Uzun zaman önce, bu dünya ve yaşadığım ülke üzerindeki asıl kavganın Müslümanlar ile gayrimüslimler, dindarlar ile laikler, bir devlet ile başka devletler, bir ideoloji ile başka ideolojiler, bir cinsiyet ile öteki, bir milliyetten olanlar ve öteki milliyettekiler, bir ırka karşı öteki ırk, bir deri rengine karşı diğeri arasında değil, iyiler ve kötüler arasında olduğunda karar kılmış ve bu farklı kimliklerin hepsi içerisinde kötüler ve yine hepsi içinde iyiler olduğunu anlamış biri olarak, benim için çok çarpıcı bir enstantane idi ortadaki. Asıl mücadelenin nerede ve kimler arasında olduğuna dair gerçeği, bütün dünyanın gözüne sokar derecede apaçık gösteren bir enstantane…

Zaten son yedi aylık zaman dilimi, hem iyiler hem kötüler tarafında farklı farklı tezahürleriyle bu gerçeği sarsılmaz biçimde teyid ve tekid etmişti.

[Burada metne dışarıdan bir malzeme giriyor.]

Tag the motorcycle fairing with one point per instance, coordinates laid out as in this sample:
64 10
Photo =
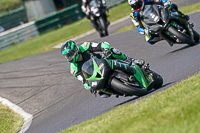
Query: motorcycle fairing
143 79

Mesela son Amerikan yönetiminin vitrinine bakanlar, Beyaz Saray ile Dışişleri ve Savunma Bakanlıklarının sözcüleri arasında Hintli, Arap, siyahi, eşcinsel insanlarla da karşılaşabilirlerdi. Ama geçmişte ve bugün aidiyetleri sebebiyle ayrımcılık ve aşağılanma gören bu insanlar, zan ve tahmin edildiği üzere Filistinlilerin uğradığı kendilerinin yaşadığıyla kıyaslanamayacak şiddetteki zalimlik ve ayrımcılığa karşı empati geliştirmek yerine, en açık gerçekleri bile Orwell’ın 1984’ündeki tasvirlere rahmet okutur bir arsızlıkla tersyüz ederek zulümden ve zalimden yana hizalanabilmişlerdi. Oysa aynı ABD’de müesses nizamın merkezî unsuru WASP’ın bir parçası olduğu halde olup bitene tepkisini istifayla ortaya koyan Josh Paul ve Anneline Sheline gibi isimler de vardı. Dünün zihnimize bıraktığı yargılarla bugüne bakacak olsak, Paul ve Sheline’in o tercihi yapmamaları, onların tercihi olan istifayı diğerlerinin gerçekleştirmeleri beklenirdi oysa. Yine bir WASP (White, Anglo-Saxon, Protestant) olarak ordu mensubu Aaron Bushnell’in, İsrail’in savaş suçlarına Amerikan desteğine karşı kendini yakarak verdiği tepki ise büsbütün emsalsizdi.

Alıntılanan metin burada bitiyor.